"Une première série de test" de vente de billets SNCF dans les bureaux de tabac aura lieu "prochainement"

Le président de la confédération des buralistes, Philippe Coy, a expliqué, mercredi sur franceinfo, qu'ils allaient travailler avec les équipes de la SNCF après la rencontre avec Guillaume Pepy, dans la matinée.

Les enseignes d\'un bureau de tabac, à Montpellier (Hérault), le 30 novembre 2016.
Les enseignes d'un bureau de tabac, à Montpellier (Hérault), le 30 novembre 2016. (ALEX BAILLAUD / MAXPPP)

La confédération des buralistes a proposé à la SNCF de pouvoir vendre des billets de train dans les bureaux de tabac. Son président Philippe Coy a rencontré Guillaume Pepy, le PDG de la SNCF, mercredi 6 mars, lors d'une réunion. Il a réagi sur franceinfo.

franceinfo : La décision est-elle actée ?

Philippe Coy : Les orientations sont actées. Maintenant, il nous reste à travailler sur le projet, sa mise en œuvre et comment cela peut se déployer. Mais l'idée a fait son chemin et Guillaume Pepy pense pouvoir s'appuyer sur ce réseau.

Quelles sont les conditions que vous souhaitez ?

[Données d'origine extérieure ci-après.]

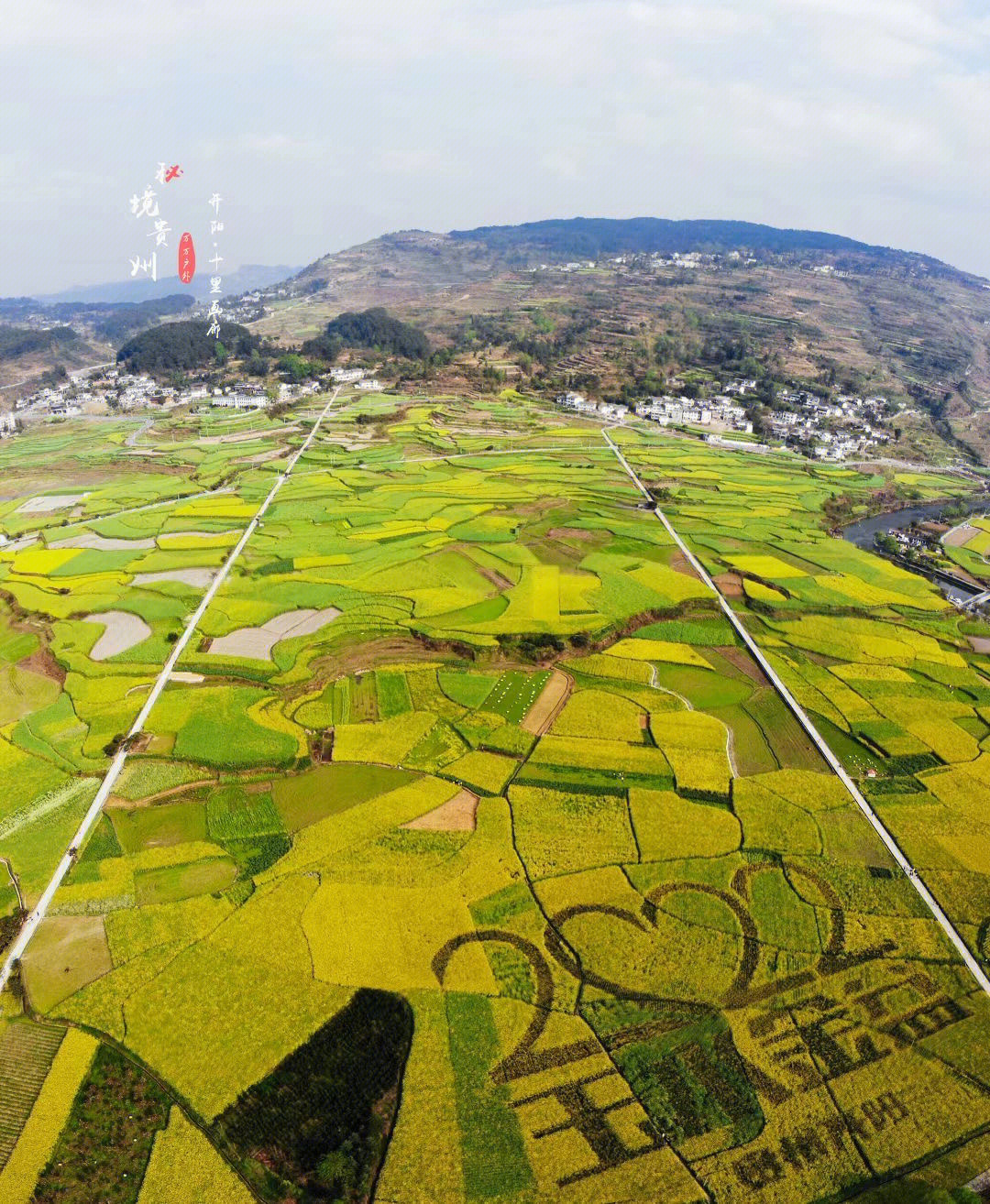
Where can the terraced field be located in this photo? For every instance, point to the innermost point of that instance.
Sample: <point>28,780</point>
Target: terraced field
<point>27,1053</point>
<point>512,878</point>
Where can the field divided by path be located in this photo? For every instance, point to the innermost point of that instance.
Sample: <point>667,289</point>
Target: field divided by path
<point>947,926</point>
<point>38,914</point>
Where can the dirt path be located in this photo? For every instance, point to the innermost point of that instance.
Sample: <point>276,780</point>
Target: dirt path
<point>15,882</point>
<point>116,767</point>
<point>553,697</point>
<point>655,685</point>
<point>816,737</point>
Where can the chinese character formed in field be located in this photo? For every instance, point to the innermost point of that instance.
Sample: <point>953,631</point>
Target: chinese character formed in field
<point>149,267</point>
<point>145,206</point>
<point>161,229</point>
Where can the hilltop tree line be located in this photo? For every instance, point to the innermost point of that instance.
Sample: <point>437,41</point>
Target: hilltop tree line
<point>375,329</point>
<point>22,340</point>
<point>180,345</point>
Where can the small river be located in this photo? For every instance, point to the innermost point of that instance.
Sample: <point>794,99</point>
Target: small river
<point>863,532</point>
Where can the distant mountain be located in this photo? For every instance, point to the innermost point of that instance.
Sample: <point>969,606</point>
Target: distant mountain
<point>245,279</point>
<point>590,237</point>
<point>400,267</point>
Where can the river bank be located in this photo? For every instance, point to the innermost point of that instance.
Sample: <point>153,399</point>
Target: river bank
<point>864,531</point>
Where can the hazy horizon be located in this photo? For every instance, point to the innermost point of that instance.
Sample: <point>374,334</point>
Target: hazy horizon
<point>347,124</point>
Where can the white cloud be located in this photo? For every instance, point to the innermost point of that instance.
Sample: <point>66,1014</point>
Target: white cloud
<point>862,117</point>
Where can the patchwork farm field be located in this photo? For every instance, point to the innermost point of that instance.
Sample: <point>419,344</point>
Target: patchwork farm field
<point>467,852</point>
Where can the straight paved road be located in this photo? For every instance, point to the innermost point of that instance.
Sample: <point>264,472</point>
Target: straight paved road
<point>974,966</point>
<point>33,921</point>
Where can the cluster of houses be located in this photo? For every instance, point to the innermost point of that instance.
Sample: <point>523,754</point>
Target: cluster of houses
<point>842,429</point>
<point>582,405</point>
<point>720,410</point>
<point>112,387</point>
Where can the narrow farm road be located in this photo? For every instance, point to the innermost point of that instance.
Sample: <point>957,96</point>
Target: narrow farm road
<point>15,882</point>
<point>30,925</point>
<point>60,530</point>
<point>791,704</point>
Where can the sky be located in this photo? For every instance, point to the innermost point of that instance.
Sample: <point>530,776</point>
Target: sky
<point>323,123</point>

Des conditions techniques et bien évidemment économiques, nous devons discuter, c'était une première rencontre pour partager les visions entre l'entreprise que dirige Guillaume Pepy [la SNCF] et la confédération des buralistes, son plan de transformation, son rôle et son implication dans les territoires. Nous allons maintenant travailler avec les équipes pour déployer une première série de tests prochainement. Ce n'est absolument pas de la concurrence aux guichetiers de la SNCF, il y a des réflexions économiques ouvertes de part et d'autres, les régions ont un souci de servir encore mieux les territoires, il est impératif aujourd'hui d'avoir des amplitudes horaires qui correspondent aux attentes des usagers, c'est en ce sens que nous pouvons compléter l'offre, non pas l'éradiquer mais être en complément en intensifiant la présence à travers le réseau des buralistes.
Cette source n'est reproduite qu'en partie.